The Scavenger: These Foolish Things . . .

American bad dream
In 1994 every US resident between 18 and 65—that is 150 million people— received at least 17 offers of credit cards . . . A survey by the Federal Reserve, America’s central bank, reveals that over the past three years the number of families running up credit card debts on annual incomes of less than $10,000 (£6,250) has more than doubled from 11 percent to 24 percent. And the number of personal bankruptcies has reached a record 1.1 million. The average bankrupt is aged 30 to 40 with an annual income of $25,000 to $35,000 and up to $40,000 in credit card debt. Typically, this person will have between 10 and 12 cards with a credit limit per card of $3,900. (Financial Mail on Sunday, 23 March.)

Out of sight . . .
Government scientists have decided against further research in to a cluster of leukaemia cases around one of Britain’s most powerful FM radio transmitters. The decision comes five years after the Guardian first revealed an unusual number of cases near the BBC’s TV and radio transmitter at Sutton Coldfield north of Birmingham. The existence of the cluster was confirmed by a subsequent government funded study published, after a long delay, in a US journal this year . . . the effect was to ensure that the UK press did not cover the story of the Sutton Coldfield cluster. (Guardian, 29 May.)

Wage slavery
About 200,000 employees in the West Midlands—12 percent of the region’s working population—receive no paid holiday . . . One in five get only 15 days annual holiday entitlement and 25 percent work more than 48 hours a week. (Evening Mail, 28 February.)

A class act
Lloyd’s insurance market is bracing itself for the biggest wave of City job losses since Big Bang in 1986. More than 200,000 workers face the sack as some of the worlds largest insurance brokers merge with former rivals. The massive cost-cutting drive has been triggered by the Aon corporation, a US insurance broking group already embarking on extensive takeovers in London and the US in a bid to become the world number one. (Financial Mail on Sunday, 6 April.)

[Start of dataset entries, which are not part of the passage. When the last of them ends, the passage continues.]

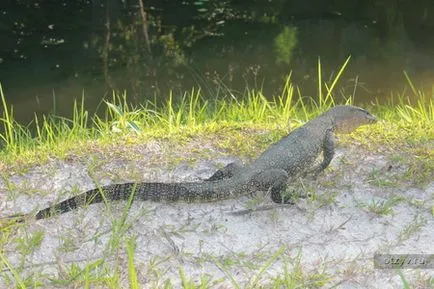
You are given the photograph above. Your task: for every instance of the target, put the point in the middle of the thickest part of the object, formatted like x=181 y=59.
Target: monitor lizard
x=295 y=153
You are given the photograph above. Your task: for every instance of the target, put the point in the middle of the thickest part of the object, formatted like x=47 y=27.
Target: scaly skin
x=293 y=154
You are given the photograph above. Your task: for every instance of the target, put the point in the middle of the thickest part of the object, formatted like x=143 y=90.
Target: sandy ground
x=333 y=232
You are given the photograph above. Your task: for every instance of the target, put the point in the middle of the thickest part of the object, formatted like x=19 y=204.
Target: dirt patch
x=364 y=203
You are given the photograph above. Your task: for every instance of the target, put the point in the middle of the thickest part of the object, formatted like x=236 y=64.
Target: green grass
x=407 y=123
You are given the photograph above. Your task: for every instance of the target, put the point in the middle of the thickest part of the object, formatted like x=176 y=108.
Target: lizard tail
x=168 y=192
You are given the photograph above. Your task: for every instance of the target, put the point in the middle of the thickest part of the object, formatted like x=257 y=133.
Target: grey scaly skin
x=294 y=154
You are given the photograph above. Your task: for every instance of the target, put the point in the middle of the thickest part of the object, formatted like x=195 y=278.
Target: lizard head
x=347 y=118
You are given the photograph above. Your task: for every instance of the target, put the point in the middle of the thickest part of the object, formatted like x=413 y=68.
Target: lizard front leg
x=328 y=152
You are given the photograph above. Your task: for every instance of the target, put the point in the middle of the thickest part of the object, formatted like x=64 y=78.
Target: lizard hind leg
x=226 y=172
x=274 y=180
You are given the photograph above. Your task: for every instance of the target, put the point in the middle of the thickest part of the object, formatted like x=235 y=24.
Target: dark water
x=62 y=59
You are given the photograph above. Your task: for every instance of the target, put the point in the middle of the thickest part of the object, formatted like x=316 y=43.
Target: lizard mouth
x=372 y=119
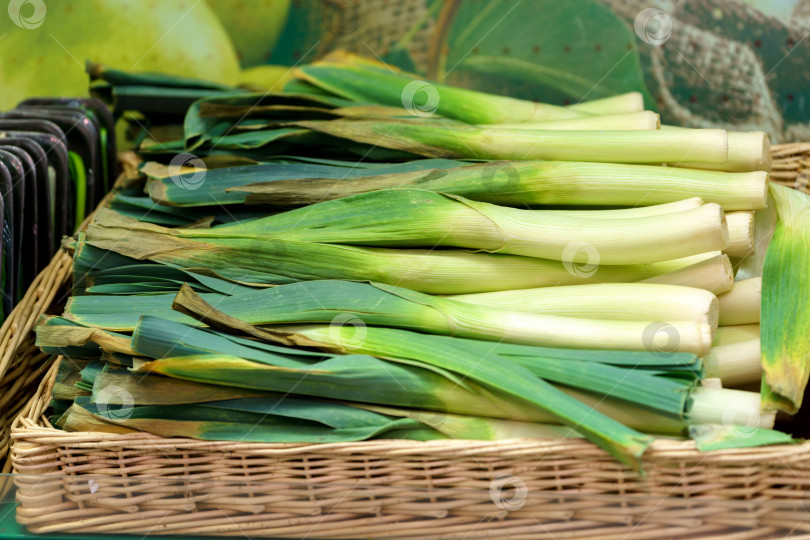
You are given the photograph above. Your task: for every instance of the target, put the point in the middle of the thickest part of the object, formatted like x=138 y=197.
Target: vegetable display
x=333 y=263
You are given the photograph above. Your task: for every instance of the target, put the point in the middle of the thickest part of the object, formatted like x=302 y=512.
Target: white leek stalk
x=714 y=274
x=735 y=357
x=639 y=211
x=630 y=121
x=741 y=234
x=728 y=407
x=612 y=301
x=741 y=304
x=747 y=151
x=618 y=104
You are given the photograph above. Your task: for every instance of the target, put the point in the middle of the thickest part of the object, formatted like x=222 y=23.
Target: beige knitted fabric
x=724 y=65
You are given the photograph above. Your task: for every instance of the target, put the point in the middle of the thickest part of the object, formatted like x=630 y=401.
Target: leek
x=630 y=121
x=747 y=151
x=785 y=318
x=627 y=103
x=277 y=261
x=363 y=83
x=713 y=274
x=386 y=305
x=615 y=301
x=520 y=183
x=735 y=357
x=454 y=140
x=741 y=305
x=741 y=234
x=417 y=218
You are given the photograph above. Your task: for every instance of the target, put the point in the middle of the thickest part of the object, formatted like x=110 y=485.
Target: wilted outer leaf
x=785 y=313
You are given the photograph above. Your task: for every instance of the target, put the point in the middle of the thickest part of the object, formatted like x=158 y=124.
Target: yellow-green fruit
x=254 y=26
x=46 y=43
x=263 y=78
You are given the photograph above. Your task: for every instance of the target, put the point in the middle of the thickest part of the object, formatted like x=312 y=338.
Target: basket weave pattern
x=143 y=484
x=140 y=483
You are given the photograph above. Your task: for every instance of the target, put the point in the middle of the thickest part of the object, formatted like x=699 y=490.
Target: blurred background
x=700 y=63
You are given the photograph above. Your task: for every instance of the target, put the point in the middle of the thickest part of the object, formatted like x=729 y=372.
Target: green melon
x=254 y=26
x=182 y=37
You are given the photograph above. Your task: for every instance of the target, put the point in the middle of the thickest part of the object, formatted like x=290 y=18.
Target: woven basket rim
x=32 y=427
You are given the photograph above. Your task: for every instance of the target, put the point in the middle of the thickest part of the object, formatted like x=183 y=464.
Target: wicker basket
x=144 y=484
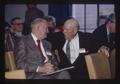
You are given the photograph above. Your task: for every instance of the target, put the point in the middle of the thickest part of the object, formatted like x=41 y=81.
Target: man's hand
x=46 y=68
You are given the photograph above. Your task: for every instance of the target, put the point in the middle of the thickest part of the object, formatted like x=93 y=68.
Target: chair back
x=98 y=66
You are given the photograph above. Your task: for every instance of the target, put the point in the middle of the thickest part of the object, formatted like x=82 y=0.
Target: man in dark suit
x=73 y=55
x=104 y=36
x=34 y=54
x=31 y=13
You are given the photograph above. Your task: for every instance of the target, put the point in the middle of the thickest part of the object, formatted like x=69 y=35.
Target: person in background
x=35 y=56
x=13 y=34
x=72 y=48
x=104 y=36
x=31 y=13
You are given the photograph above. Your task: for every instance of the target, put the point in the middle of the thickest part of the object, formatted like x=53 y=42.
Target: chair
x=112 y=63
x=16 y=74
x=98 y=66
x=10 y=60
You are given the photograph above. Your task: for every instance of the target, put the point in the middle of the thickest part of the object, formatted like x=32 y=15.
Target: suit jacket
x=28 y=57
x=100 y=38
x=80 y=70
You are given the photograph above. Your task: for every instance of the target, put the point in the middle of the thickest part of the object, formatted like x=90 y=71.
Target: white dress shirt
x=74 y=48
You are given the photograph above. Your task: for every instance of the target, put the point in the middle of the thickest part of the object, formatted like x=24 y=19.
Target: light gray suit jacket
x=28 y=57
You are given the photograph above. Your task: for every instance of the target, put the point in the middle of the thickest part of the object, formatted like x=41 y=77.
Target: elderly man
x=104 y=36
x=34 y=54
x=72 y=48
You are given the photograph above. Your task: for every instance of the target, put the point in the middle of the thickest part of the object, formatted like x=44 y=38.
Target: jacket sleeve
x=21 y=58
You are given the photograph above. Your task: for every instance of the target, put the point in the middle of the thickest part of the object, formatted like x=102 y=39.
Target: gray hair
x=37 y=20
x=111 y=18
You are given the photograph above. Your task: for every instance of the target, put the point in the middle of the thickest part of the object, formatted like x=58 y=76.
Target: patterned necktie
x=39 y=47
x=68 y=49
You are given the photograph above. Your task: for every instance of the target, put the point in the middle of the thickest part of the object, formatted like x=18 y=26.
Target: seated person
x=104 y=36
x=35 y=56
x=72 y=46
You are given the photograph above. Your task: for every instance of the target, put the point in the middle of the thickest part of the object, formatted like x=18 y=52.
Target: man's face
x=112 y=26
x=17 y=25
x=42 y=30
x=69 y=30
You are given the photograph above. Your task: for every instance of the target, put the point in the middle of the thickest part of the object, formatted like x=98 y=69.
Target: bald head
x=39 y=28
x=71 y=27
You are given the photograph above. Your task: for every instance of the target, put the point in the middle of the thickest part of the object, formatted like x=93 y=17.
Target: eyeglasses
x=18 y=24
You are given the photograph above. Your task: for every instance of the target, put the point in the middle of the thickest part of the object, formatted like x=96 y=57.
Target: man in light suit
x=36 y=58
x=104 y=36
x=79 y=46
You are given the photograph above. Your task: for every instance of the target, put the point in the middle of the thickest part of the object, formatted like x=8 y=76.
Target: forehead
x=17 y=21
x=70 y=24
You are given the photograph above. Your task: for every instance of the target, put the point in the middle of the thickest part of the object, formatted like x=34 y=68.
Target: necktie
x=68 y=49
x=39 y=47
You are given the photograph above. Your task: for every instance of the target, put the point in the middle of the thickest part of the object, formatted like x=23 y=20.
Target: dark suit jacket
x=28 y=57
x=80 y=70
x=100 y=38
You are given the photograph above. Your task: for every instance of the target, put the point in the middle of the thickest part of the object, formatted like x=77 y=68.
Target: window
x=90 y=16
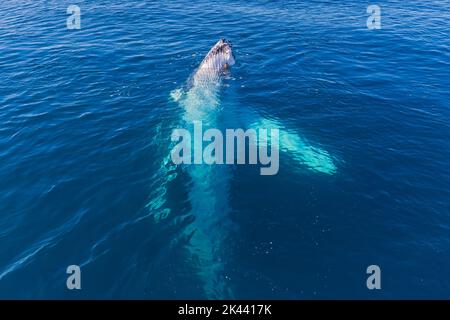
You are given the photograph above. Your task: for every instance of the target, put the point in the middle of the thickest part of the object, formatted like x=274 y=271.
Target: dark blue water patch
x=86 y=121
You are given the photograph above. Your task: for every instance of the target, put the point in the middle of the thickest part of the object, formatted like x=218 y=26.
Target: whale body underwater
x=209 y=230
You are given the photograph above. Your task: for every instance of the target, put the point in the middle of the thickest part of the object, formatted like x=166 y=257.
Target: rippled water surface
x=86 y=117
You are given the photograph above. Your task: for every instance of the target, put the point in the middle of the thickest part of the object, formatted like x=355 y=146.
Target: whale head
x=218 y=59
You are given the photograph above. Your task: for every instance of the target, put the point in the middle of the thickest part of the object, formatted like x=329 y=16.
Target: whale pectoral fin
x=290 y=142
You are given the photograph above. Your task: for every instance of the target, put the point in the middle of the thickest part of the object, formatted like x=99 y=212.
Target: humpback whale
x=209 y=230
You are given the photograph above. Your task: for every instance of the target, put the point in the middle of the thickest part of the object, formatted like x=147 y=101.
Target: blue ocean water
x=86 y=118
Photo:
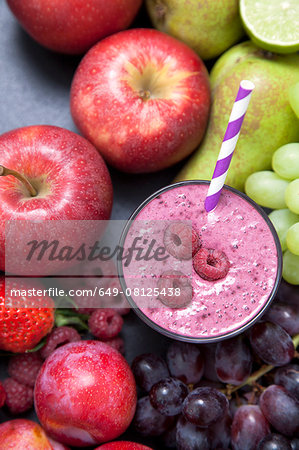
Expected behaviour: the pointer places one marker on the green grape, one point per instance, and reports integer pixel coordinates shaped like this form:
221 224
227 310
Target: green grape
290 271
292 196
292 239
282 220
294 98
267 189
285 161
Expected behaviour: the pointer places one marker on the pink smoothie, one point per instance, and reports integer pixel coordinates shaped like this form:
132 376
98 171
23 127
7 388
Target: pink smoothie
234 227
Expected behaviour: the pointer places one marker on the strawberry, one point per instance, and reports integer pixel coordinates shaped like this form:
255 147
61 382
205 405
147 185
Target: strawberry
21 329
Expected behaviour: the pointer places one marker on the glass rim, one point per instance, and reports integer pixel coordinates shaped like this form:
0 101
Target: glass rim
208 339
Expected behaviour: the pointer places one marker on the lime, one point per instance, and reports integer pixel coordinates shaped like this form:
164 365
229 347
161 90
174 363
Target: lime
272 24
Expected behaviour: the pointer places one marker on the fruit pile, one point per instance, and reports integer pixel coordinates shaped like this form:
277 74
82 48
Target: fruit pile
279 190
144 99
240 393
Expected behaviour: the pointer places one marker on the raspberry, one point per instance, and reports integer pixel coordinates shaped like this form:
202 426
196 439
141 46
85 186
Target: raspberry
105 323
2 395
179 239
25 367
58 337
19 398
196 242
171 280
211 264
117 343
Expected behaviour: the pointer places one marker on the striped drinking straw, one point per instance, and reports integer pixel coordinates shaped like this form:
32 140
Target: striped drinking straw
229 143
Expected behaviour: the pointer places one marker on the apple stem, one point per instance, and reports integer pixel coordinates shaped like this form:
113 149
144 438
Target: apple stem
160 10
4 171
144 95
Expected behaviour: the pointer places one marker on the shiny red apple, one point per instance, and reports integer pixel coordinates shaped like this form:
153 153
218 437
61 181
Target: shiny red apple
85 394
65 179
142 98
73 26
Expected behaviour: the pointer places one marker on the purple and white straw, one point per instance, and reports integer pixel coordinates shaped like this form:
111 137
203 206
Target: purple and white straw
229 143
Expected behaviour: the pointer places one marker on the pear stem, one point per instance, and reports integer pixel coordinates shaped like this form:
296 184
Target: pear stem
4 171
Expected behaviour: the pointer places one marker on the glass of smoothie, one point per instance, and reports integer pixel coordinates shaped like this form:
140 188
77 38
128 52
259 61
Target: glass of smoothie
235 262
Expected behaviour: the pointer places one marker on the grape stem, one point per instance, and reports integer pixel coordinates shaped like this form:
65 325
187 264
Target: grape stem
258 374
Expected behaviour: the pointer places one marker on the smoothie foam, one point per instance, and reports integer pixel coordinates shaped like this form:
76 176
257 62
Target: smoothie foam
238 229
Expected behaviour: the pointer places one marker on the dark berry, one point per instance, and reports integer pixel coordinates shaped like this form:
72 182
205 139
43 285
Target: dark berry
288 377
148 421
175 289
167 396
178 239
58 337
211 264
19 398
272 343
117 343
105 323
191 437
274 442
25 367
205 406
185 361
149 369
2 395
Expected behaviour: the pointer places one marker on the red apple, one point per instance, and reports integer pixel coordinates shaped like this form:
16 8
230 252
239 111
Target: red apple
122 445
142 98
73 26
85 394
70 178
20 434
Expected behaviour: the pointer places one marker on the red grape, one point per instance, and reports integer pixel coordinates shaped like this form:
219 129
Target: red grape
167 396
288 377
148 421
233 360
274 442
288 293
220 433
287 316
205 406
272 343
249 427
185 362
190 437
148 369
281 409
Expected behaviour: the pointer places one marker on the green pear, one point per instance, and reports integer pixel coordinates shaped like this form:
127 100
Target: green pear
208 26
269 122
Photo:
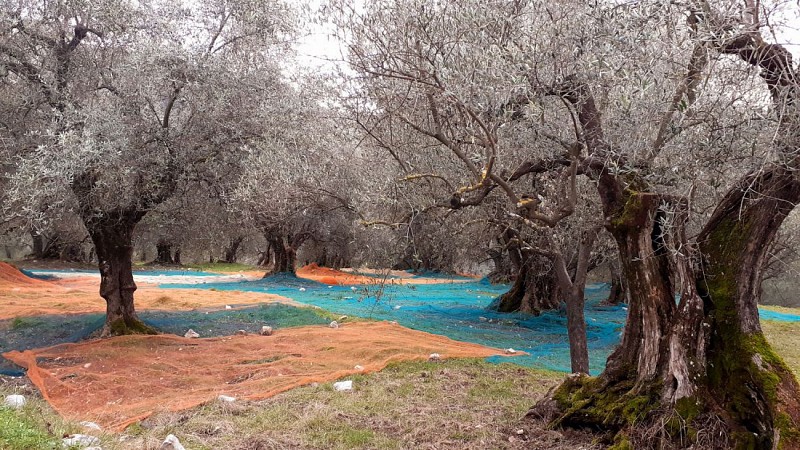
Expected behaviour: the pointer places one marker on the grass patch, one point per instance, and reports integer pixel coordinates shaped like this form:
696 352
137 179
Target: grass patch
20 323
783 336
448 404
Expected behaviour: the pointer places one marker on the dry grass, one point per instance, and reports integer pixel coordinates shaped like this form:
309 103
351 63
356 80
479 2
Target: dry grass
784 337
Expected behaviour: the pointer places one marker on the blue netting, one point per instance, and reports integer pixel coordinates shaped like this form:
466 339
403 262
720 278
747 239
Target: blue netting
457 310
54 273
454 309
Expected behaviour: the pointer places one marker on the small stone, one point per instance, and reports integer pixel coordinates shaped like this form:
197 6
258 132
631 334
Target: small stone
191 334
171 443
15 401
91 426
80 440
340 386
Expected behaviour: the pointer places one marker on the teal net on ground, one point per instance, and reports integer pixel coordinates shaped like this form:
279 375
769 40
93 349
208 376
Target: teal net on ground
457 310
453 309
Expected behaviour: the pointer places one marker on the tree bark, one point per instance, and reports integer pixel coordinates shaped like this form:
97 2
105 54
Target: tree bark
285 255
112 235
232 252
693 368
164 252
616 294
38 244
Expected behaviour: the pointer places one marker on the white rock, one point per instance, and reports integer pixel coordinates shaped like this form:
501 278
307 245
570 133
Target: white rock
171 443
191 334
80 440
343 385
91 425
15 401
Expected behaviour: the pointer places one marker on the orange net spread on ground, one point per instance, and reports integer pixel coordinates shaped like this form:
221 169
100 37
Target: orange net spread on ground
120 380
335 277
22 296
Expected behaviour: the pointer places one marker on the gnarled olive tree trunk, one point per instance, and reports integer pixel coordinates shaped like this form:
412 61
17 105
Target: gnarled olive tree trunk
535 289
112 235
693 368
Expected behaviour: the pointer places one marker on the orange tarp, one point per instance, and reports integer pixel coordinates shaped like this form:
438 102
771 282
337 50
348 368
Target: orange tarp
120 380
22 296
338 277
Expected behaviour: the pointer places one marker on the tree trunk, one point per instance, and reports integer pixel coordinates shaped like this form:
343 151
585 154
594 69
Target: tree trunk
112 235
38 244
704 359
616 294
232 252
693 368
576 330
285 256
164 252
535 289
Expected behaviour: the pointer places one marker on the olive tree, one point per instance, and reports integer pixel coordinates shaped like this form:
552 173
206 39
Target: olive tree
134 100
682 117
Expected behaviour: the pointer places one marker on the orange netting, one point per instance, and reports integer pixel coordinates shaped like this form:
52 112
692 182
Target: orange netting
338 277
22 296
118 381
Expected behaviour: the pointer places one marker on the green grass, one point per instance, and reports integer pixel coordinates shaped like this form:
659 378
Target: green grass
462 403
784 338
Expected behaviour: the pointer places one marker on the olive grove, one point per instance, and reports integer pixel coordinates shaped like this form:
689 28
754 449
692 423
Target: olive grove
680 117
127 103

Elderly people in state-funded care homes are left with barely a third of what they need to pay for personal needs such as clothes and toiletries . . . The personal expenses allowance of £14.10 a week compares with £38.78 needed to meet the ‘‘modest but adequate” outgoings of someone living in a residential home, according to the research for the charity Age Concern. (Guardian, 24 April.)

As we say . . .
Differences between the three main parties are wafer-thin—a matter of nuance rather than fundamental approach. That may be because we really have little choice about where we go from here. Politicians are merely trying to fool us when they claim they can change our lives for the better at little cost, fearful that if they tell the truth we shall turn against them. (Financial Mail on Sunday, 27 April.)